I hate myself for this. I hate that my shit is causing her more work and is messing up her life. That’s the last thing I wanted.

“We better get over there then,” I say. “So we can be out of there before she gets there.”

Matt looks surprised for a brief second before it’s replaced with more disappointment. He heads toward the door. “You’re an idiot.”

“You’re going to be a good dad someday,” I tell him as he steps outside. “You can shame someone with the best of them.”

He rolls his eyes and shuts the door behind him.

I’m left alone in my all-too-quiet house. The only things I can hear are Matt’s words pummeling me.

I grab my wallet off the counter and head down the hallway. When I reach my bedroom, I peek in. The covers are still a mess from when Avery and I lay there the night before last. I couldn’t get in bed last night. I tried, but it was too cold and reminded me too much of her.

I close the door and start back down the hallway. Droplets of paint speckle the floor, and I’m reminded of Avery.

I might have to build that cabin . . . and leave this all behind.

 

 

CHAPTER THIRTY

PENN

I remember the days when pulling in here seemed fun.”

I sit in my truck and stare at the door to the old library. I have zero motivation to go in. If I didn’t need the money or care that Matt would have to finish it on his own, I’d just quit and be a hermit who lives in a tent by the lake.

There’s a lot that’s appealing about that.

Unfortunately for me, I kind of like Matt. And indoor plumbing. So I get out of my truck and start toward the building.

Every step feels like a mile. When I spot Jake’s car next to Matt’s in the parking lot, the march feels like the path to a painful and frustrating day.

Jake. I’m going to have to apologize to that motherfucker, and I don’t want to.
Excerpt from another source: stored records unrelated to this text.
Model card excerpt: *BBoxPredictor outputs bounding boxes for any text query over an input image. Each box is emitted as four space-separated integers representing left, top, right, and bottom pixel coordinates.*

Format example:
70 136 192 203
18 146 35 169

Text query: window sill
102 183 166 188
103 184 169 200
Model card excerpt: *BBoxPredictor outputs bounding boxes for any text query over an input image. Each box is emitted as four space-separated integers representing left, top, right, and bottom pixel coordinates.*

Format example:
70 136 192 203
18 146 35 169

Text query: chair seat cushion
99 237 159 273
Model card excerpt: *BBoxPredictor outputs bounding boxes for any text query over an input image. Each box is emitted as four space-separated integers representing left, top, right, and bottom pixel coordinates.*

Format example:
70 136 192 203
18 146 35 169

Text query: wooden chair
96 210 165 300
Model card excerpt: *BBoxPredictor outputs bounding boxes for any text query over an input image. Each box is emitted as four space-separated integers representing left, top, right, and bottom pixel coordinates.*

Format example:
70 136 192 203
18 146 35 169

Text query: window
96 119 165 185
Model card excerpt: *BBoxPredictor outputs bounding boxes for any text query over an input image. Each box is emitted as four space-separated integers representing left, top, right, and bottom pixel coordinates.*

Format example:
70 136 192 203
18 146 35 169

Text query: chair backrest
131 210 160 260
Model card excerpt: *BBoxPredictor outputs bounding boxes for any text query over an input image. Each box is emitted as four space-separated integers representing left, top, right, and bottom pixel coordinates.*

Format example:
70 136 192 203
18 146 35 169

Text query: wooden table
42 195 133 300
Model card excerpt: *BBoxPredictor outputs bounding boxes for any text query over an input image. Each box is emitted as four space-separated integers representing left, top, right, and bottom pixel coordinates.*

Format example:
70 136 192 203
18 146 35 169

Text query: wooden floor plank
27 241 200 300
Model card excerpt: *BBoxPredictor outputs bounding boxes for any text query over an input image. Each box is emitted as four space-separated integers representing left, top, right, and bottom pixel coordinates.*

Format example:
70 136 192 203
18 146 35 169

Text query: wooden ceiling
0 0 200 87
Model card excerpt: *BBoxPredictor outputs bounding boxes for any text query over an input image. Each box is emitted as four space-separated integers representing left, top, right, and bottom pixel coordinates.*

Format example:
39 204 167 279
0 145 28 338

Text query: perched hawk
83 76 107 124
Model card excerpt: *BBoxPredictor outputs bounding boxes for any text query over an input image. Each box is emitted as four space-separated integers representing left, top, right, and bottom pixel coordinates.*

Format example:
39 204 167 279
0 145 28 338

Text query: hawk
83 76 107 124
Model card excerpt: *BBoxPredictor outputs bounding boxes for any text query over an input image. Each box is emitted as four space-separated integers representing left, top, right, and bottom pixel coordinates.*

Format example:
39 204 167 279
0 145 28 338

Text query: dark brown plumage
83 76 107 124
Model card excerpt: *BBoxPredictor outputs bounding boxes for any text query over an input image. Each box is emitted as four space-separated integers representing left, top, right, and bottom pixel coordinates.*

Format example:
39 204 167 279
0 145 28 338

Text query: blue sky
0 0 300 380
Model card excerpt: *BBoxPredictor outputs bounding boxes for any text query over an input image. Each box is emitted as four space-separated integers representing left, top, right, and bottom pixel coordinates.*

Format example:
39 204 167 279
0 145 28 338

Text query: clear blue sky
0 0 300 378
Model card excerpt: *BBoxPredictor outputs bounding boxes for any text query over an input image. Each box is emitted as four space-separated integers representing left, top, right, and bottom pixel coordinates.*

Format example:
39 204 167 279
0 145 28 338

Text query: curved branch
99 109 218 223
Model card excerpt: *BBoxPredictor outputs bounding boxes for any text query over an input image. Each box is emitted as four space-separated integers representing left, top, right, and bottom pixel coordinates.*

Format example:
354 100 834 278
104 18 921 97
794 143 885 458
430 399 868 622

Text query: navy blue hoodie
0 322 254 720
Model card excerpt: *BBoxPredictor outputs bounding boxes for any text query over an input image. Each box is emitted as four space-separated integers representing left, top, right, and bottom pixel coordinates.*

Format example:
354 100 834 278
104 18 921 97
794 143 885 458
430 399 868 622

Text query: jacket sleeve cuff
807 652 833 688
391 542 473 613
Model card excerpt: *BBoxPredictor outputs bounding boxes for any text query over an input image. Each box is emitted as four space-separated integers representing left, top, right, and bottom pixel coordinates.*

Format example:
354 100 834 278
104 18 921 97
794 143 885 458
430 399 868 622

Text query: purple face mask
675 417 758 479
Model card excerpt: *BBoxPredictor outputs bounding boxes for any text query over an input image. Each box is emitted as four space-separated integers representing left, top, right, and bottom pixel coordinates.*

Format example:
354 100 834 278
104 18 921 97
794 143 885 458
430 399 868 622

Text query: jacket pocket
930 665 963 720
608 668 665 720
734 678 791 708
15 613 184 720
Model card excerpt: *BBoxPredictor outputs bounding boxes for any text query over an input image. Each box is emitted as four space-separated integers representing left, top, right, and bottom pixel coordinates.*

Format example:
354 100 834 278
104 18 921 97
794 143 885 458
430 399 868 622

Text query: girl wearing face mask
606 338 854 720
Not just because this is technically Dane’s project and I don’t have the right, or desire, to do him any harm, but I was also out of line. All that bullshit yesterday was mine, and I handled it like a baby.

A baby who just lost its favorite pacifier, but a baby nonetheless.

I’m not proud as I walk inside. I wouldn’t say I’m enthusiastic about seeing Jake first or that heading his way is something I’m eager about doing. But if I do the hard stuff first, maybe I can wallow in self-pity the rest of the day. Dane taught me that: do the hard stuff first.

This is definitely hard.

I spot Jake in the corner with a hammer in his hand. He doesn’t look smug or mad as I approach him. Instead, he meets me in the middle with his hand out. I shake it tentatively and make sure I keep my right foot back in case I need to toss a spur-of-the-moment punch.

“Good to see you today,” he says. “I almost called you last night but decided you probably had your hands full.”